Debt Recovery in Cyprus: Balancing between holding companies and p.o. boxes
Despite being a rather small country in terms of size, over the last decades, Cyprus has become a major spot for companies that trade within the Mediterranean area or wish to reach out to the East. The country has suffered some quite harsh political crises (incl. those known as the Cypriot issue) and a recent economic recess in 2013; but has shown a remarkable rebound since then.
The upsides are plenty; modern infrastructure, a pool of workforces, an easy and fast model of business and a corporate tax rate of 12,5% -among the lowest in Europe.
However, no matter how attracting the Cypriot environment might seem, there are still risks that should draw the attention of foreign businesses.
First things first, Cyprus is primarily a common law jurisdiction, in the sense that private and procedural law is entirely based on Anglo-Saxon law, whereas the rest, such as public, family, property law are influenced by civil (Greek) law. The judicial system is fairly just and transparent. Court proceedings against defaulters usually start with the filing and serving of an «action». Legal costs may be charged to the defeated party, but often, not fully, as this lies at the discretion of the court. Costs are mostly awarded on the basis of a predefined scale, on the basis of the value of the claim and the stage of the procedure. The Supreme Court publishes tables of scales which show the amount of costs that are refundable. Claimants that start a procedure in Cyprus, may have to cover a significant part of the costs by themselves.
Since court proceedings come at a certain cost, out-of-court settlement is a common way of collecting a claim.
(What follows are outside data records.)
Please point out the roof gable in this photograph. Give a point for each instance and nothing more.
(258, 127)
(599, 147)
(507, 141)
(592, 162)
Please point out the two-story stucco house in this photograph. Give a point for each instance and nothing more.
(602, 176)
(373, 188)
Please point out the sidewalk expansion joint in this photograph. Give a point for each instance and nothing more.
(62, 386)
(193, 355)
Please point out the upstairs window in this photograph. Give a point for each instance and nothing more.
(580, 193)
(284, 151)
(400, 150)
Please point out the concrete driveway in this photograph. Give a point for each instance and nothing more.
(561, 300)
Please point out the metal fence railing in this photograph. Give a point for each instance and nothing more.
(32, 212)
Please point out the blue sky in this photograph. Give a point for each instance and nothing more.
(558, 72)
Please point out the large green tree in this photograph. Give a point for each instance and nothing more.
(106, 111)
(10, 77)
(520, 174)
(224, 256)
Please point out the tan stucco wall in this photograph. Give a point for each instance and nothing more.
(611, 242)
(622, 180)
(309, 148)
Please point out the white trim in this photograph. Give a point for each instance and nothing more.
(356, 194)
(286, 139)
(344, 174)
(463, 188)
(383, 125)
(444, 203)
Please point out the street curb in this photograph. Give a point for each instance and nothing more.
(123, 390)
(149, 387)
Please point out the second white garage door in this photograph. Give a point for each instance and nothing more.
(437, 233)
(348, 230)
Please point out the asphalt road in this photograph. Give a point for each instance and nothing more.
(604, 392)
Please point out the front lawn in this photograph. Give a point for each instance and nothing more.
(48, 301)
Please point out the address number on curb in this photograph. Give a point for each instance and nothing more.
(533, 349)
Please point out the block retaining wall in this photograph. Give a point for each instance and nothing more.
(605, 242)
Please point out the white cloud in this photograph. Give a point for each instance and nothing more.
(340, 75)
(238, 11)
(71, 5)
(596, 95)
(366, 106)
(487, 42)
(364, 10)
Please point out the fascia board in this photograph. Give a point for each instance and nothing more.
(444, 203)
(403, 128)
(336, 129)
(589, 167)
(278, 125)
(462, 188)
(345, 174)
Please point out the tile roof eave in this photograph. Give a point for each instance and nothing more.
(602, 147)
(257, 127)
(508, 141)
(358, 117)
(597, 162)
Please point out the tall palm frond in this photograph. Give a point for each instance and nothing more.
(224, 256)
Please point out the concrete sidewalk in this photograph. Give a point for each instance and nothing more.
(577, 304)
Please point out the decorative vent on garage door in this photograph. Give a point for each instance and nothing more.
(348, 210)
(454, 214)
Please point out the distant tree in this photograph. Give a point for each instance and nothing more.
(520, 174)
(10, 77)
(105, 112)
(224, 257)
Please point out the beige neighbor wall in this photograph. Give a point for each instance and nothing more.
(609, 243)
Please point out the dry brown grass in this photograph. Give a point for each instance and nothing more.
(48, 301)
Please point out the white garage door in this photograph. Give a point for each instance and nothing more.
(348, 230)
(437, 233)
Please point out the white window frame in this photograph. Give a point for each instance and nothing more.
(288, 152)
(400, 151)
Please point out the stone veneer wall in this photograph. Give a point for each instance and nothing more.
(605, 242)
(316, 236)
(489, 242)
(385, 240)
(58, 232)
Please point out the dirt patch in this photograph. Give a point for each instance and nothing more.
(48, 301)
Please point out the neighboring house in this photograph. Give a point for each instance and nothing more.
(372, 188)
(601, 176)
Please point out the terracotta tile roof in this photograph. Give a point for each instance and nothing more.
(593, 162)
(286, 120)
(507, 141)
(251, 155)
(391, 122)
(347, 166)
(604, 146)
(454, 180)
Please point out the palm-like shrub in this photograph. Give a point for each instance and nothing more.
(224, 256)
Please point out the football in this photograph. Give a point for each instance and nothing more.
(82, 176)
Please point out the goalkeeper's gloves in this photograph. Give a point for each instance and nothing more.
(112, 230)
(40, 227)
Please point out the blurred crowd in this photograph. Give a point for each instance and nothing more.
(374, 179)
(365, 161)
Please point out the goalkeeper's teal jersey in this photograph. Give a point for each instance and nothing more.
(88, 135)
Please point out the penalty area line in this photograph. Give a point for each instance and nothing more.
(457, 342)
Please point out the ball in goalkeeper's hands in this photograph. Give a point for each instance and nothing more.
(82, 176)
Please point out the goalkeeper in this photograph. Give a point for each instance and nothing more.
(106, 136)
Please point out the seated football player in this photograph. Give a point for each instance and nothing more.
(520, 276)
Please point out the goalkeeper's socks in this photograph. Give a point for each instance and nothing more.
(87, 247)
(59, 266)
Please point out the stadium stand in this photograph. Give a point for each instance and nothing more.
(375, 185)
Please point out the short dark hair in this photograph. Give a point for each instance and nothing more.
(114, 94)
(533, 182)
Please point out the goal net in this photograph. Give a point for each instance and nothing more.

Demand letters are often sent out, allowing a term for ultimate payment within 7 or 10 days. Collection costs at this stage are rarely charged, unless contractually agreed. English is the generally accepted language for international business, therefore, usually Cypriot businesses will be able to understand the content of a demand letter drafted in English. However, the judicial system is entirely conducted in Greek, so in the end, hiring a «Greek advocate» (the term for Cypriot lawyers) is unavoidable.
Finally, in Cyprus there is a general limitation period of 10 years, after which, no action is allowed. There are, however, special provisions, such as for claims deriving from a contract (6 years) or concerning the fees of an independent professional (3 years).
Cyprus is considered to be an ideal ‘’holding entity’’ jurisdiction, which may allow for investing opportunities, but also bring certain drawbacks to the market of debt recovery. Local entities are extremely easy to set up, within a couple of days and with only a low amount of capital as a starting point. That means that often there is no genuine corporate activity within the jurisdiction, no assets to apply pressure to, or to liquidate.
Therefore, parties that trade with Cypriot companies should exercise an advanced level of care and, in the end, might have to address awkward questions such as; is there an actual office in the registered address, is there any genuine business activity, or just a «P.O. box» handled by an auditor, hired solely for tax and accounting reasons. Knowing your customer is of extreme importance. Which is in the end, is an important area of concern for all companies that engage in international business, not only in Cyprus but to other jurisdictions throughout the globe as well.